Even more challenging was bringing on new employees. Ali Allred, interior designer and project manager, was just three days with the firm when the shutdown came. She had just learned how to do a time sheet when she had to grab her things and head home. “WPA has done everything they could to make me feel a part of the team, but it’s not the same as the indirect learning that happens in the office. They made sure we had technology equivalent to what we had in the office, and they paid for furnishings for work spaces for me and even my kids. They asked, ‘What do you need?’ It was incredible.”
WPA had the unique opportunity to help the city with OpenNorfolk, developing strategies to build parklets and activity centers in neighborhoods, help restaurants with outdoor strategies, alter traffic patterns and provide “tool kits” for small businesses. “It was an opportunity to see each other every day for a time,” says White.
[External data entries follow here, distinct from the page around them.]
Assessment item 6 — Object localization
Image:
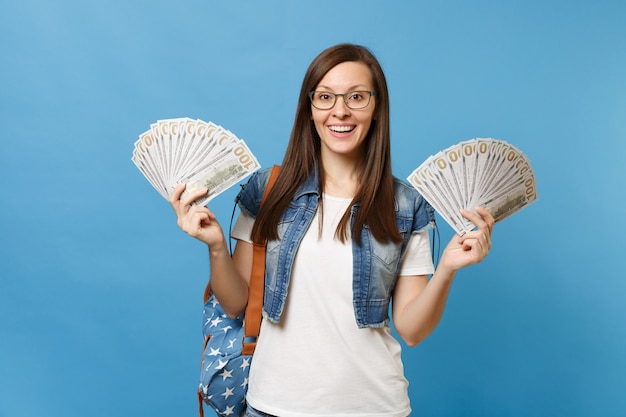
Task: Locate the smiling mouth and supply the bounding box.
[328,126,355,133]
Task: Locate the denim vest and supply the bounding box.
[235,169,435,328]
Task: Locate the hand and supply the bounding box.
[169,184,226,248]
[440,207,495,272]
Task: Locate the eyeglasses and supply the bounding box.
[309,91,376,110]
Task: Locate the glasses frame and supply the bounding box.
[307,90,376,110]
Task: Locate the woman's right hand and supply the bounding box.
[169,184,226,249]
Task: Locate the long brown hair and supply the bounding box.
[252,44,402,244]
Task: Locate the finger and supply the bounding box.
[474,206,496,231]
[168,183,187,205]
[180,187,209,206]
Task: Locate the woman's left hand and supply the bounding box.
[439,207,495,272]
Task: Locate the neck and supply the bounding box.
[323,153,359,198]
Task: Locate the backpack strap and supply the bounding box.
[198,165,280,417]
[241,165,280,355]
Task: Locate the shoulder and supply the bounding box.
[235,167,272,218]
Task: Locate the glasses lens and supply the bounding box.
[346,91,370,110]
[309,91,337,110]
[309,91,374,110]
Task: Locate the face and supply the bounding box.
[311,62,376,158]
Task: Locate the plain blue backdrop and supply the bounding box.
[0,0,626,417]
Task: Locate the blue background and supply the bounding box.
[0,0,626,417]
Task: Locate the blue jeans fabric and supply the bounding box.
[235,168,435,328]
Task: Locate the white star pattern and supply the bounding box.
[222,388,235,400]
[200,295,252,417]
[222,407,235,416]
[219,369,233,381]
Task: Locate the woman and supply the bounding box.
[170,44,494,417]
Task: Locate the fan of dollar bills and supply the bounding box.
[132,118,261,205]
[407,138,537,235]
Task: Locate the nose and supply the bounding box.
[332,94,350,117]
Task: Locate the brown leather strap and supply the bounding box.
[241,165,280,355]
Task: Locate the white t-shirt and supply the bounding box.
[232,195,434,417]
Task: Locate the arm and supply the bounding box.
[392,207,494,346]
[169,184,252,317]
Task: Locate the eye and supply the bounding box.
[348,91,365,102]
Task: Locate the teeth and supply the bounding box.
[329,126,354,133]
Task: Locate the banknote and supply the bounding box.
[131,118,261,205]
[407,138,537,235]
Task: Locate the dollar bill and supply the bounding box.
[407,138,537,235]
[131,118,261,205]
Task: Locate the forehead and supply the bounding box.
[317,61,372,91]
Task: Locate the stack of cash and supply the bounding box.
[132,118,261,205]
[407,138,537,235]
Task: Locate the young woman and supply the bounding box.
[170,44,494,417]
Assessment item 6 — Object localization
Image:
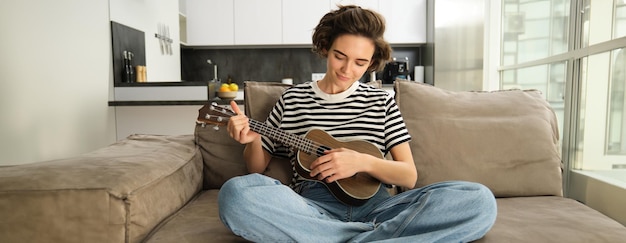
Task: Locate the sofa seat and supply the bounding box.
[0,135,202,242]
[145,189,248,243]
[146,190,626,243]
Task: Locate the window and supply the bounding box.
[499,0,626,177]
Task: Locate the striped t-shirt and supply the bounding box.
[262,81,411,185]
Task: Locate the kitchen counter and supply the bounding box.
[109,81,243,106]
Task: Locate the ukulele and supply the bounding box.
[198,103,384,206]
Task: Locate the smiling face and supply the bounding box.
[323,34,375,89]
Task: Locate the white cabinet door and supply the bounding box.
[379,0,426,44]
[283,0,330,45]
[234,0,283,45]
[187,0,235,46]
[330,0,380,11]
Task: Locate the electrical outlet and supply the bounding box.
[311,73,326,81]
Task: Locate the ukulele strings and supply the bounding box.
[211,104,330,156]
[250,119,330,156]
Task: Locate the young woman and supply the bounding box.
[219,6,496,242]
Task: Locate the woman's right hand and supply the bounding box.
[227,100,261,144]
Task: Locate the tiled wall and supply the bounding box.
[181,47,421,84]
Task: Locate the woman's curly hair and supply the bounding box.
[312,5,391,71]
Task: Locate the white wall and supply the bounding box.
[109,0,180,82]
[0,0,115,165]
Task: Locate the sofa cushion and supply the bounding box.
[144,190,250,243]
[394,81,562,197]
[476,196,626,243]
[0,135,202,242]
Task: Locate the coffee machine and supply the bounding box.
[382,57,409,84]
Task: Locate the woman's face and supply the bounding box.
[324,34,375,86]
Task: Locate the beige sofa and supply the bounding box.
[0,81,626,243]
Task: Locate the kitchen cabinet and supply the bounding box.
[379,0,426,44]
[186,0,426,46]
[282,0,331,45]
[234,0,283,45]
[186,0,235,46]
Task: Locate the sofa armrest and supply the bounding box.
[0,135,202,242]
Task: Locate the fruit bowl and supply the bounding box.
[217,91,237,100]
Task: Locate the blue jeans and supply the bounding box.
[218,174,497,242]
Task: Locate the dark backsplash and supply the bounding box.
[181,47,419,84]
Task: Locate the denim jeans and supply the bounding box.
[218,174,497,242]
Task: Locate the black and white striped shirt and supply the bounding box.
[262,81,411,184]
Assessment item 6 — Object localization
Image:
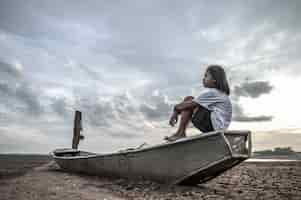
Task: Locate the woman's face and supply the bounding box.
[203,71,216,88]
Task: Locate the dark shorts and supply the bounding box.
[191,106,214,133]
Allred agreed. “That really helped, having that opportunity to work together.”
Zachary Robinson, an architectural and urban designer, lived on the Peninsula for much of the lockdown. “WPA has always had an extremely transparent relationship with all employees. This relationship made it easy to get communication out at the beginning of the state’s mandated work-from-home period. And since we communicate so frequently, I didn’t really have a major low moment working from home.
“It was very helpful to have the same dual-monitor setup at home that I have at the office and an ergonomic chair. And noise-cancelling headphones have probably been the most effective piece of equipment, as it makes it easier to focus with whatever might be happening in the background of our homes,” he said. “Still, I missed the ability to hear all the work that’s happening throughout the day.”
Vaccines are underway nationwide, and the firm is hoping to be able to occupy a newly renovated office space in downtown Norfolk soon, perhaps by summer. White says they are currently discussing what that will look like, for example, alternating schedules, spacing, building policies, a hybrid of work-from-home and office. “We will consider everyone’s preference,” she says.
Allred says the lockdown year has been a real opportunity to consider the workplace of the future, and she has been designing with the post-Covid office in mind. “We can’t go back completely to what was,” she says.
In the meantime, Alexander will be on the road, cooler loaded with treats. Most requested: beef jerky, mixed nuts and Inkjet cider from Sly Clyde Ciderworks in the Phoebus neighborhood of Hampton.